At the beginning and end of the study period, the researchers measured levels of liver enzymes in the patients’ blood, which reflect how well the liver is working.

And after 24 weeks of treatment, only six people – two in each silymarin group and two in the placebo group – saw their enzyme levels return to normal or at least drop enough to suggest significant improvement, according to findings published Tuesday in the Journal of the American Medical Association.

That finding “certainly does not provide any real rationale or reason for patients with chronic hepatitis C to use milk thistle or silymarin in hopes of having a beneficial effect,” said Dr. Herbert Bonkovsky, head of research at the Liver-Biliary-Pancreatic Center at Carolinas HealthCare System in Charlotte, North Carolina.

Chronic hepatitis C infection can eventually lead to liver scarring or cancer. According to the Centers for Disease Control and Prevention, about 3.2 million Americans have the disease, although most don’t know it because they often don’t have symptoms.

Bonkovsky said it may be that doses of silymarin, an antioxidant, are just too low when the extract is taken orally. Preliminary research, he noted, suggests daily intravenous versions may be a better – though less convenient – option.

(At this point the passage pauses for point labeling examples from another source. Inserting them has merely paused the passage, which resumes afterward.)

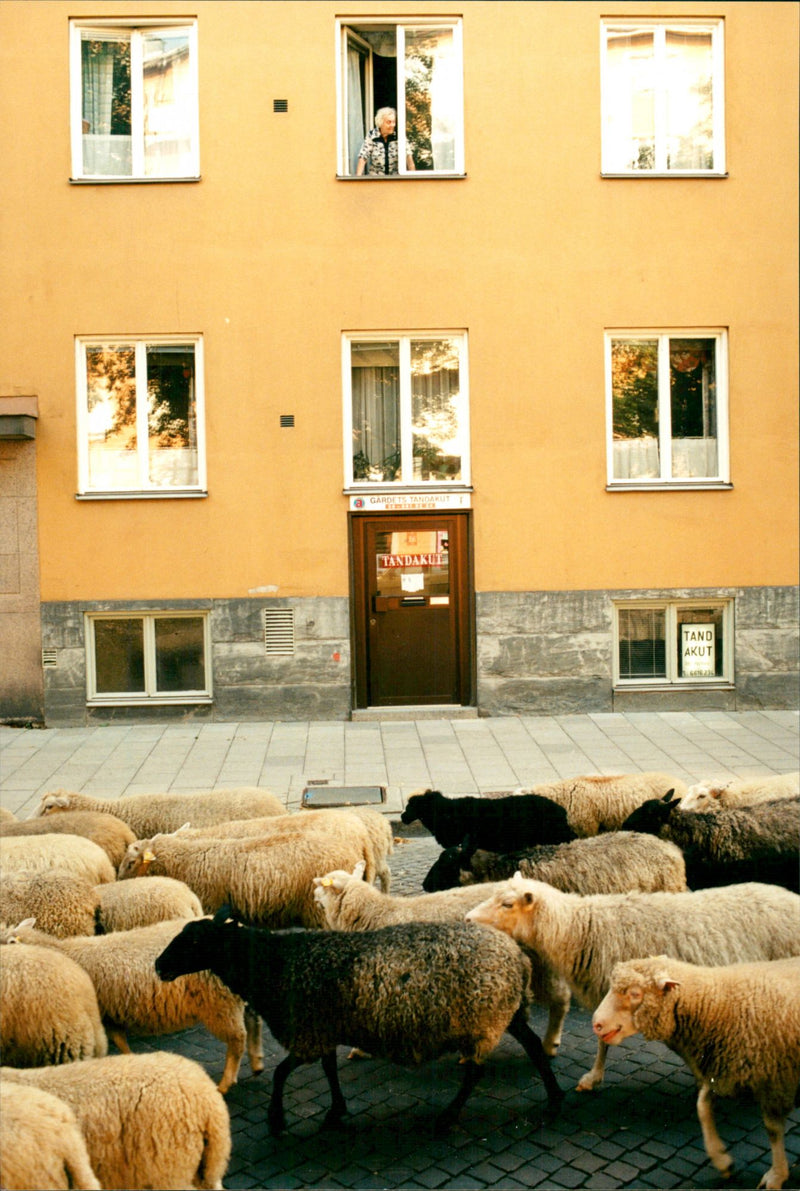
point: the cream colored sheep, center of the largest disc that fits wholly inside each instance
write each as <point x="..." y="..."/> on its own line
<point x="266" y="881"/>
<point x="599" y="803"/>
<point x="737" y="1027"/>
<point x="133" y="999"/>
<point x="710" y="796"/>
<point x="106" y="830"/>
<point x="149" y="814"/>
<point x="149" y="1120"/>
<point x="62" y="903"/>
<point x="39" y="853"/>
<point x="125" y="905"/>
<point x="49" y="1009"/>
<point x="41" y="1142"/>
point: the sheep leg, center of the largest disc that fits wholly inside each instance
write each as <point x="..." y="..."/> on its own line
<point x="531" y="1043"/>
<point x="275" y="1115"/>
<point x="338" y="1108"/>
<point x="255" y="1049"/>
<point x="711" y="1139"/>
<point x="448" y="1117"/>
<point x="779" y="1171"/>
<point x="594" y="1077"/>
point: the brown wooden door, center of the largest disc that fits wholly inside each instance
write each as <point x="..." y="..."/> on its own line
<point x="412" y="615"/>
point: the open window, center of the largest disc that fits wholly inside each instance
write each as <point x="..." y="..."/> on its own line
<point x="413" y="67"/>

In the United States, silymarin supplements can be bought at pharmacies or over the internet without a prescription. They sell for about $15 per month for a dose similar to the lower level used in the study.

The supplements tested by Fried and his colleagues were donated by Rottapharm Madaus, which markets silymarin in Europe and Asia, and some of the researchers have received grants from that and other pharmaceutical companies.


The supplements were not tied to any side effects in the new study, and Bonkovsky said milk thistle seems to be safe. But he still cautioned that because dietary supplements “are not really regulated in any meaningful way,” it’s hard for patients to know exactly what they’re buying.

Besides silymarin, another alternative for people with liver disease who also have high iron levels is iron-reduction therapy to prevent liver scarring, according to Bonkovsky, who wasn’t involved in the new research.

Fried said the focus for people who don’t respond to traditional liver drugs should be on improving their lifestyle.

“Avoiding things like alcohol and maintaining your ideal body weight will go a long way toward maintaining liver health in people with hepatitis C,” Fried said.

In addition, he added, “It’s important to stress that there are a lot of advances in hepatitis C (treatment) for people who previously didn’t respond to interferon-based medication.”